28 Gennaio 2011 Commenti 0

Il vitigno Carignano

Il Carignano è uno dei vitigni a bacca rossa della Sardegna che negli ultimi anni ha riscosso un grande aprezzamento tra produttori e consumatori.

E' diffuso in maniera preponderante nel Sulcis, regione del sud-ovest della Sardegna, infatti in questo territorio raggiunge il 70% delle varietà presenti.  La superficie di coltivazione si estende su circa 1700 ettari , il 7% di quella totale della Sardegna, ma nonostante la limitata diffusione, il Carignano è sicuramente  uno dei vitigni più interessanti e prestigiosi dell ’enologia sarda.
Un ipotesi sull’origine di questo vitigno è quella della sua introduzione da parte dei Fenici attraverso l’approdo di Solci, città da loro fondata, le cui rovine sono ancora visibili nell’isola di S. Antioco.
Questa ipotesi è convalidata dalla presenza di questo vitigno nelle regioni viticole di Tunisia, Algeria e Marocco, tutte interessate da insediamenti fenici.
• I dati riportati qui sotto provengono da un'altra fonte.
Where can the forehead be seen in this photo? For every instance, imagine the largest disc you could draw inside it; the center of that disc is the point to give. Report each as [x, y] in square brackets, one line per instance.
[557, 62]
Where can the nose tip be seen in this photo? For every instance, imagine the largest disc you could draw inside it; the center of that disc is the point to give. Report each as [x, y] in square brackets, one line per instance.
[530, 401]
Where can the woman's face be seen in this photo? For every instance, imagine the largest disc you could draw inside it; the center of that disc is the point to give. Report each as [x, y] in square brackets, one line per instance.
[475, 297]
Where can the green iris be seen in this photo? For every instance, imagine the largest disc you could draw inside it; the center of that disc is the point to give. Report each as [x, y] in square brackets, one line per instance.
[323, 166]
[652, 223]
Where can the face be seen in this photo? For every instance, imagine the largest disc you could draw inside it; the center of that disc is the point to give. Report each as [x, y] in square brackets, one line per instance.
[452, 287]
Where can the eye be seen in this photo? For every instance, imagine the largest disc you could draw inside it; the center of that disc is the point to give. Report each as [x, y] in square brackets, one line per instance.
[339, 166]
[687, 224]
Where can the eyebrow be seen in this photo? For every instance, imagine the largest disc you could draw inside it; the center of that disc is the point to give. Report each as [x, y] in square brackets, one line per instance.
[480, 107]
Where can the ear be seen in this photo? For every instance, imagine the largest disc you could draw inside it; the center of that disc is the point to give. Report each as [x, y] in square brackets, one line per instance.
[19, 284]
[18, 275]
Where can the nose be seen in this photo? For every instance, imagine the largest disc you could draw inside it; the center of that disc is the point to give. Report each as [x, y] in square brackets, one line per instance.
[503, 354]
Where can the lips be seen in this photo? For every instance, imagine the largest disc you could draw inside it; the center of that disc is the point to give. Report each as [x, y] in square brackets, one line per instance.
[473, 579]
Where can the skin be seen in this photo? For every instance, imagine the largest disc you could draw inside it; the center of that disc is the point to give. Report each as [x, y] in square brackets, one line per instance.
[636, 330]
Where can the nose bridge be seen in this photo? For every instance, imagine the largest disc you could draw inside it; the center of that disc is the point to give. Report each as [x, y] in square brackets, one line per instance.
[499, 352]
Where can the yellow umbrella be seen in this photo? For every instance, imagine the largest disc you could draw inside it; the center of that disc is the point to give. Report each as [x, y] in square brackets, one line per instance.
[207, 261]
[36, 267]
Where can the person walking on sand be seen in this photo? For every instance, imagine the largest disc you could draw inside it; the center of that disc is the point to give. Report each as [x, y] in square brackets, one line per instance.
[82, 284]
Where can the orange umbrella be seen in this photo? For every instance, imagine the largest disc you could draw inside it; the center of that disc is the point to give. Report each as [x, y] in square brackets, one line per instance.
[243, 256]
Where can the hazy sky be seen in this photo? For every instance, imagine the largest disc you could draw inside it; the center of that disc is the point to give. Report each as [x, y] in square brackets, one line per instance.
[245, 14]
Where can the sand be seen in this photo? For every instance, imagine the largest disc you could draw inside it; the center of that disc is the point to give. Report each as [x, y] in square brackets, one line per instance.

Ma considerando  la presenza della vite e del vino in Sardegna alla fine dell'Età del Bronzo Medio (XV sec. a.C.), niente esclude che il vitignio sia stato portato da Solci agli altri insediamenti fenici.

Un'altra ipotesi fa risalire l’inizio della sua coltivazione in questa zona al periodo aragonese, in relazione al fatto che questo vitigno viene denominato col nome dialettale di Axina de Spagna. Esso è presente in Spagna col nome di Carinena e Mazuela, in Francia come Carignane Noire, Mollard e Girarde, in Toscana e Marche come Legno Duro.
Sotto l’aspetto morfologico il Carignano presenta foglie pentagonali, medio-grandi, pentalobate, con pagina superiore di colore verde brillante e pagina inferiore di colore verde chiaro; il grappolo è di grandezza media, di forma piramidale, alato, compatto, con acini anch’essi di media grandezza, a buccia molto spessa e pruinosa, di colore bleu intenso, a succo incolore o leggermente rosato.

È un vitigno vigoroso, con produzione abbondante e costante. Scarsamente resistente alle crittogame, in particolare all’oidio, presenta, invece, buona resistenza ai venti salsi e ai freddi primaverili; è quindi un vitigno che può crescere bene lungo le coste.
È impiegato esclusivamente per la vinificazione, per la produzione della DOC "Carignano del Sulcis" e di diverse IGT della Sardegna. Nell' Altea Rosso è in uvaggio con altre uve a bacca rossa  di vitigni autoctoni come Cannonau ed altri vitigni minori.

I vigneti
Molti dei vigneti a Carignano, in particolare quelli della zona di Calasetta, nell’isola di Sant’Antioco, a livello del mare, sono stati impiantati prima dell’invasione fillosserica (alcuni oltre trecento anni fa). La fillossera (Philoxera vastratix), un afide parassita della vite, giunto in Europa dall’America alla fine del XIX secolo, ha modificato profondamente la viticoltura europea, portando all’utilizzo di viti bimembri, in cui l’apparato radicale (portinnesto) è fornito da specie di viti americane, resistenti alla fillossera, mentre la porzione epigea (varietà innestata) appartiene alla Vitis vinifera.
Nella zona di Calasetta, invece, la viticoltura non ha subito questo tipo di trasformazione, perché i terreni sabbiosi impediscono gli spostamenti di questo insetto, rendendolo inoffensivo, di conseguenza le viti possono ancora essere utilizzate “franche di piede” (con radici proprie).